Hello everyone,
This is the second time [1] I am raising the question on the devlist (last
time the Dask team helped and I am going to reach out to them as well).
We have quite a problem with DaskExecutor in Airflow.
Previously when I raised it, all tests in Dask Executor have been marked as
"skipped" and I asked whether to remove the Dask Executor altogether. The
Dask team responded and helped to enable the tests, however since then
there was no activity in this area. We have this code in our "dask" extra -
and it limits us. For example - we cannot merge the new looker library from
Google and (what's even more important) we cannot update airflow to Python
3.10 and MacOS ARM (Due to cloudpickle limitation that prevents us from
upgrading apache-beam and numpy).
Unfortunately Dask Executor - is part of the "core" of airflow, not a
provider. So we cannot really treat it as an "optional" provider..

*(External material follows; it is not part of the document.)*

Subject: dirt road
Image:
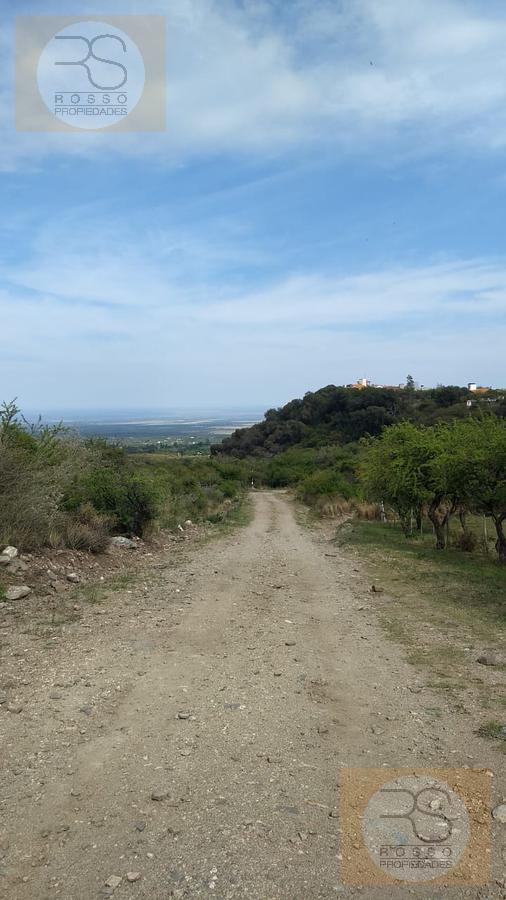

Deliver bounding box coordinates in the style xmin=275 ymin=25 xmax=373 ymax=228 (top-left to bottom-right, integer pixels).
xmin=1 ymin=492 xmax=504 ymax=898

Because of that, we are using a very old cloudpickle version and Dasks'
distributed library.
# Dask support is limited, we need Dask team to upgrade support for
dask if we were to continue
# Supporting it in the future
# TODO: upgrade libraries used or maybe deprecate and drop DASK support
'cloudpickle>=1.4.1, <1.5.0',
'dask>=2.9.0, <2021.6.1', # dask 2021.6.1 does not work with
`distributed`
'distributed>=2.11.1, <2.20',
I tried to fix the tests, but there are many changes in the Dask
`distributed` library - including removal of parts of the test harness that
is used by some tests.
My proposal (and I also created a PR
https://github.com/apache/airflow/pull/22017 for that):
* remove the limitations from Dask libraries
* "skip" all the tests of Dask until they are fixed
* ask the Dask team to help with fixing those until we release 2.3.0 - if
they won't fix them we will drop support for dask executor (or at least we
will not run tests for it and mark it as "untested")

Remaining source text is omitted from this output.